Anteil der Erneuerbaren sehr gering
Mit den Konzessionen will Tunesien den Anteil der Erneuerbaren am Strommix signifikant erhöhen. Ambitioniertes Ziel der Regierung ist ein Anteil von 35 Prozent bis 2030. Derzeit liegt dieser bei 5 Prozent, wenn Anlagen zur Eigenproduktion eingerechnet werden. Ohne Eigenproduktion kommen Erneuerbare auf gerade einmal rund 2 Prozent.
Stromkabel ELMED soll Tunesien mit Sizilien verbinden
Ein weiteres Leuchtturmprojekt von Global Gateway in Tunesien ist das Unterseekabel ELMED. Das 220 Kilometer lange Stromkabel soll ab 2028 das Cap Bon mit Sizilien verbinden. Für das Projekt sind 850 Millionen Euro veranschlagt. Die EU bezuschusst das Vorhaben mit 307,6 Millionen Euro.

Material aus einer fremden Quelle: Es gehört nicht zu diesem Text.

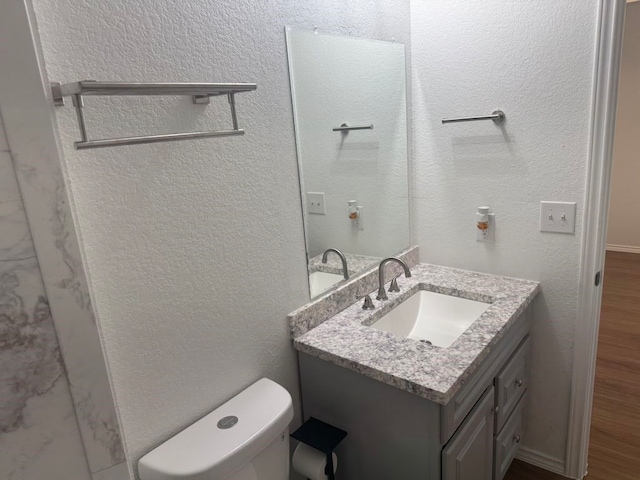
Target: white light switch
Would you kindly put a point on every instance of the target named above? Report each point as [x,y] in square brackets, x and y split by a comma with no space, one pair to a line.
[315,203]
[559,217]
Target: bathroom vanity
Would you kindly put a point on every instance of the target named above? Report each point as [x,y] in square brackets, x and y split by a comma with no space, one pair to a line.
[414,410]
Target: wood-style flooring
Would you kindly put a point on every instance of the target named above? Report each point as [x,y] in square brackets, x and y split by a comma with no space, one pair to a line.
[614,451]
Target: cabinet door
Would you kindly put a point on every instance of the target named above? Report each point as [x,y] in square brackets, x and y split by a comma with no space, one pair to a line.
[469,454]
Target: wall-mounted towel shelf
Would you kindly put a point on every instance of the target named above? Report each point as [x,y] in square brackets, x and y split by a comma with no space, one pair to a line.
[497,116]
[200,93]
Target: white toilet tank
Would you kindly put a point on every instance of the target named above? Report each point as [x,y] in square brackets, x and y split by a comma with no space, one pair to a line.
[247,438]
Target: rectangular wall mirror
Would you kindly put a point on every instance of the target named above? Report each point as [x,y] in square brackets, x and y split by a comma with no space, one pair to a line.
[349,103]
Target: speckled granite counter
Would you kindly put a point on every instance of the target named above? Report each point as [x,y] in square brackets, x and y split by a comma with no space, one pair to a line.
[428,371]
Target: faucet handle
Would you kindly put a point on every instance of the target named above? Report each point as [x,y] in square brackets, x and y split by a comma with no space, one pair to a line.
[368,303]
[394,285]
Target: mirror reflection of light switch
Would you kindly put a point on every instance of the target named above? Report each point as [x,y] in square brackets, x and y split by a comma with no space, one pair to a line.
[315,203]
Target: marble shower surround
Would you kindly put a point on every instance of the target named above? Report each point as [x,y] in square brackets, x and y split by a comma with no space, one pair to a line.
[431,372]
[39,436]
[28,115]
[325,306]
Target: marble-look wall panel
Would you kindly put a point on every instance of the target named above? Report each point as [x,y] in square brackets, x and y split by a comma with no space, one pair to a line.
[39,436]
[30,128]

Die STEG wird den Interkonnektor gemeinsam mit dem italienischen Übertragungsnetzbetreiber Terna betreiben. Die tunesische Seite trägt die Hälfte der Investitionskosten. Dabei wird sie mit Krediten von internationalen Gebern unterstützt. Das tunesische Parlament billigte am 22. Mai 2024 drei Abkommen mit der Europäischen Bank für Wiederaufbau und Entwicklung, der Weltbank Gruppe und der KfW Entwicklungsbank. Weiterer Geber ist die Europäische Investitionsbank.
Die rund 247 Millionen Euro der Weltbank werden für den Bau der Konverterstation und einer Übertragungsleitung zum Anschluss von ELMED an das existierende Netz verwendet. Zudem will die STEG Gelder für die Stärkung des Stromnetzes mobilisieren, um eine reibungslose Übertragung von im Süden produziertem Strom in den Nordosten zu garantieren. In den Bereich könnten bald auch Gelder der KfW fließen. Laut Christian Vosseler, Portfoliomanager der KfW in Tunis, ist geplant, die STEG bei der Modernisierung des Stromverteilzentrums zu unterstützen. "Dies ist eine wichtige Voraussetzung zur Integration der Erneuerbaren Energien, aber auch für den geplanten Stromhandel über das Unterseekabel ELMED", so Vosseler.
Nordafrika soll wichtiger Wasserstofflieferant werden
Tunesien möchte nicht nur wichtiger Produzent und zukünftig auch Exporteur von erneuerbaren Energien werden - das Land will auch grünen Wasserstoff für den EU-Bedarf produzieren. Für den Transport könnte das bestehende Gaspipelinenetz zwischen Algerien, Tunesien und Italien genutzt werden. Dieser Korridor ist Teil der European Hydrogen Backbone Initiative (EHB) und firmiert unter dem Namen SoutH2Corridor. Ab 2030 soll der Korridor Nordafrika mit Italien, Österreich und Deutschland verbinden.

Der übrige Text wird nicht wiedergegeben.